Posted September 25, 2018

Idlib, controlled by a mix of radical groups and Turkey-backed armed opposition, overlooks the Syrian coast where Russian Federation military and air bases are located, and have reportedly come under rebel fire.

Following the incident, Russian Federation made a decision to supply an S-300 air-defense system to the Syrian military.

Shoigu said Russian Federation is now going to go ahead with the shipment because "the situation has changed, and it's not our fault".

Shoigu said in a televised statement, "This has pushed us to adopt adequate response measures directed at boosting the security of Russian troops" in Syria.

Israel denied this version of events and its air force commander flew to Moscow following the incident, which Putin called the result of a "chain of tragic accidental circumstances". This, and the position of all the aircraft at the moment of the September 17 incident, proves that an Israeli jet was de facto using the larger Il-20 as a cover, the Russian Defense Ministry spokesman, Major General Igor Konashenkov told journalists at Monday's news briefing.

He also complained that Israel, over the years, has waited until the last minute to notify Russia of its operations, putting Russian aircraft at risk. The Russian president also informed Assad of the S-300 delivery, it said.

Russia's Deputy Foreign Ministry Sergei Ryabkov fired back, warning the USA against taking "a mentor's tone".

Syrian military members had already been trained to use the more advanced system, which was originally set to be sent over in 2013 but was held up "at the request of Israel", Shoigu said.

Israel's former Military Intelligence chief Amos Yadlin, who now heads the influential Institute for National Security Studies in Tel Aviv, said he assumed the air force would work quickly to destroy the S-300, if it were indeed handed over to Syria. An Israeli military officer misled the Russians by reporting that four of its F-16 fighter jets would be hitting Syrian targets in the north, the Russian defense ministry spokesman said.

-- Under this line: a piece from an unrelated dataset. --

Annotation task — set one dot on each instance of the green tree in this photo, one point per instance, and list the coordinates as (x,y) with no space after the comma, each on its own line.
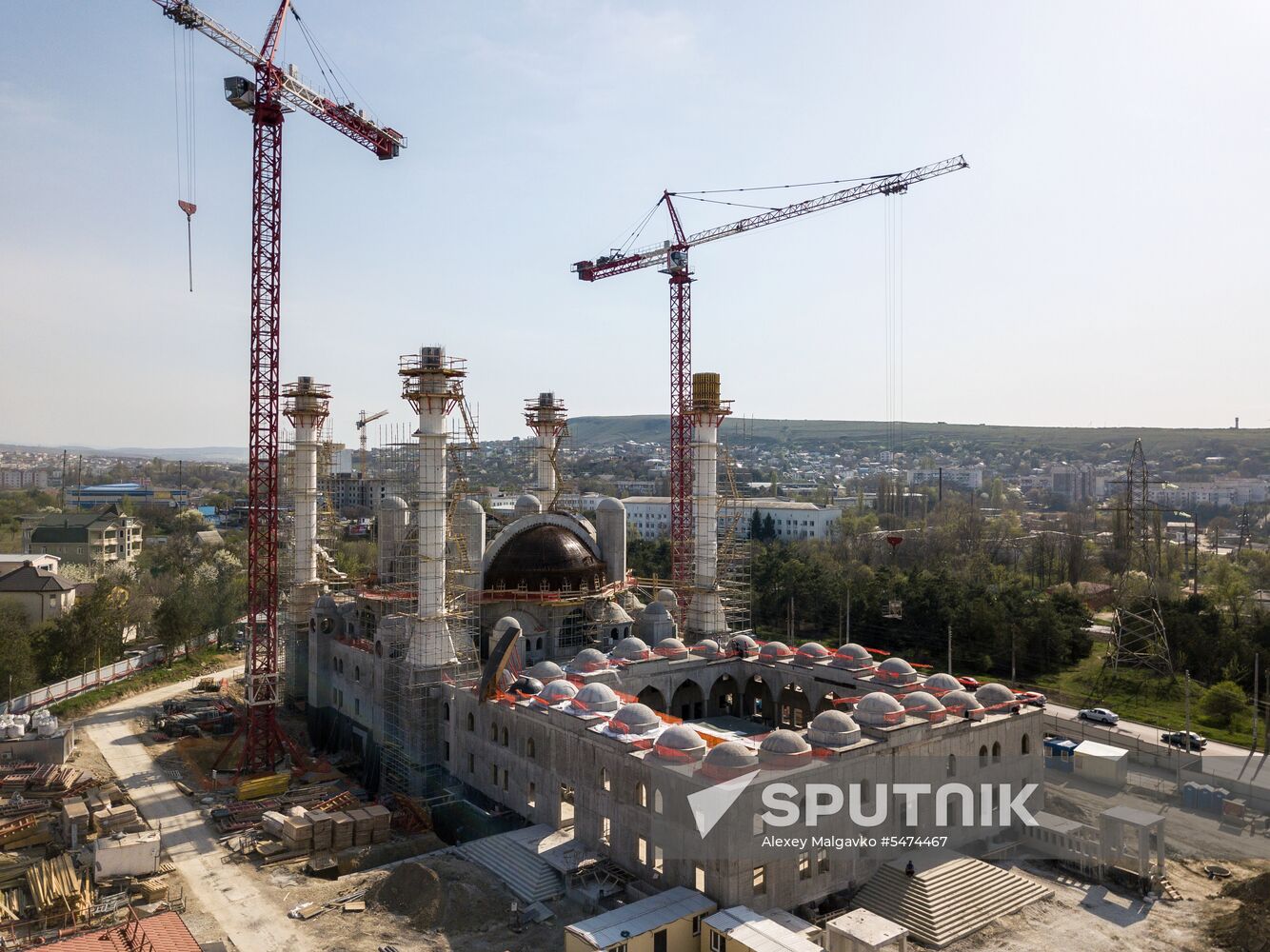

Although Russia suggested that its immediate goal in supplying the missiles would be to protect Russian aircraft from accidental shoot-downs, the S-300s will also give Syria enhanced capacity to take on any of the other countries flying sorties in its crowded skies, including the United States and its allies in the coalition against the Islamic State. Instead, the Israeli jets targeted the western province of Latakia, putting the Russian warplane in the line of fire.

Russian Federation launched its campaign in Syria to support President Bashar al-Assad in 2015 and though the involvement turned the tide of war in favour of Syrian regime forces.

But Moscow insisted the Syrians had no capability to determine which plane was friend or foe with their outdated Soviet system.

Hard-line armed groups have rejected the deal, saying it aims to strip the opposition of weapons and is a victory for Assad's government.